By injecting slowly and continuously advancing a 1½-in., 25-gauge
needle into the previously injected area, the number of injections and
discomfort from them can be minimized. This subcutaneous ring of local
anesthetic can also be performed distal to the malleoli for a midtarsal
block.
+++
Deep Peroneal Nerve Blocks
++
For the perimalleolar approach, the patient is asked to extend the
great toe, which will tense and identify the extensor hallucis tendon (see
Figure 39–7). A 1½-in., 25-gauge needle is inserted immediately
lateral to the tendon, perpendicular to the tibia, and is advanced until it
contacts bone (see Figure 39–11). The needle is then withdrawn a few
millimeters, and after negative aspiration, 8 mL of local anesthetic are
injected. For the inframalleolar or midtarsal approach, the extensor
hallucis tendon is identified as previously mentioned above, but more
distally, and the pulse of the dorsalis pedis artery is identified on the
top of the foot as well. A 1½–in., 25-gauge needle is inserted
immediately lateral to the tendon and medial to the artery, and after
negative aspiration, 5 mL of local anesthetic are injected.
+++
Posterior Tibial Nerve Block
++
For the retrotibial approach, a 1½-in., 25-gauge needle is
inserted just posterior to the pulse of the posterior tibial artery behind
the medial malleolus, or if it cannot be palpated, midway between the
Achilles tendon and the posterior aspect of the medial malleolus (see Figure 39–12). The needle is directed toward the tibia at a 45-degree angle to
contact bone. The needle is then withdrawn a few millimeters, and after
negative aspiration, 8 mL of local anesthetic are injected.
++
For the midtarsal, there are two approaches.
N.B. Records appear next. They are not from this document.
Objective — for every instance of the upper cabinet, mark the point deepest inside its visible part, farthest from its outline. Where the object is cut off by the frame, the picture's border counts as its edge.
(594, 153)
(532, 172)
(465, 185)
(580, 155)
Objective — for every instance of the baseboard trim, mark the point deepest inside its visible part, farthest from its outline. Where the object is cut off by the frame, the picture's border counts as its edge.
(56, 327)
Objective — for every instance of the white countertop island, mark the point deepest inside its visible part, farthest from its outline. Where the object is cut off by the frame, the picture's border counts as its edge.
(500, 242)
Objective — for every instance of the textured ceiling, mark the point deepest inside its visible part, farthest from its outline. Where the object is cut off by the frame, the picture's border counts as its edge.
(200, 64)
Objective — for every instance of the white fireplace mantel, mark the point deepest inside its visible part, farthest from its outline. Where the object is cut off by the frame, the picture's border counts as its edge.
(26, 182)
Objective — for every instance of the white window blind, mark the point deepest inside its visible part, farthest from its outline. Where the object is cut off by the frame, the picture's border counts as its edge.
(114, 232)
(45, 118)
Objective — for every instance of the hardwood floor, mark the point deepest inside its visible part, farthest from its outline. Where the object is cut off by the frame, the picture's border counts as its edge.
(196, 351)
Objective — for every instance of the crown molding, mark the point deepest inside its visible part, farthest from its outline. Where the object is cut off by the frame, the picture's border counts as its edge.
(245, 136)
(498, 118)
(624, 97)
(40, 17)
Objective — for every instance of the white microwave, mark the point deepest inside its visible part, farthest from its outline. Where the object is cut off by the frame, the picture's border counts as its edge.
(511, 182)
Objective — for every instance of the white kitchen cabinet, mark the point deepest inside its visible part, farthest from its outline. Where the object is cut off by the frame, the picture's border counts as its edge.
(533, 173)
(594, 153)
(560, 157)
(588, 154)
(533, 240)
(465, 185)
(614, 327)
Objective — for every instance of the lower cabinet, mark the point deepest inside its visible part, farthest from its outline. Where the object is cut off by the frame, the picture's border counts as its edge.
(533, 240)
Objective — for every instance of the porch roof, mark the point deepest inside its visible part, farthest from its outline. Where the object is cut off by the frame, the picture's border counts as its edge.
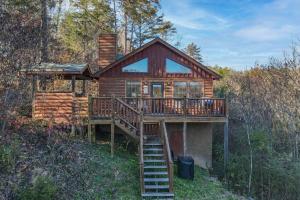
(81, 71)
Either the posterior tibial
artery is identified below and distal to the medial malleolus on the
calcaneus, or the sustentaculum tali is identified. The needle is directed
toward the calcaneus, slightly under the bony shelf of the sustentaculum
tali, or on either side of the tibial artery. After contact with bone, the
needle is withdrawn 2 mm, and 8 mL of local anesthetic are injected.
++
++
Block of the saphenous, sural, and superficial peroneal nerves by
circumferential subcutaneous injection can always be performed proximal to
the malleoli even when the deep peroneal and posterior tibial nerve blocks
are done more distally. This may help with tourniquet tolerance.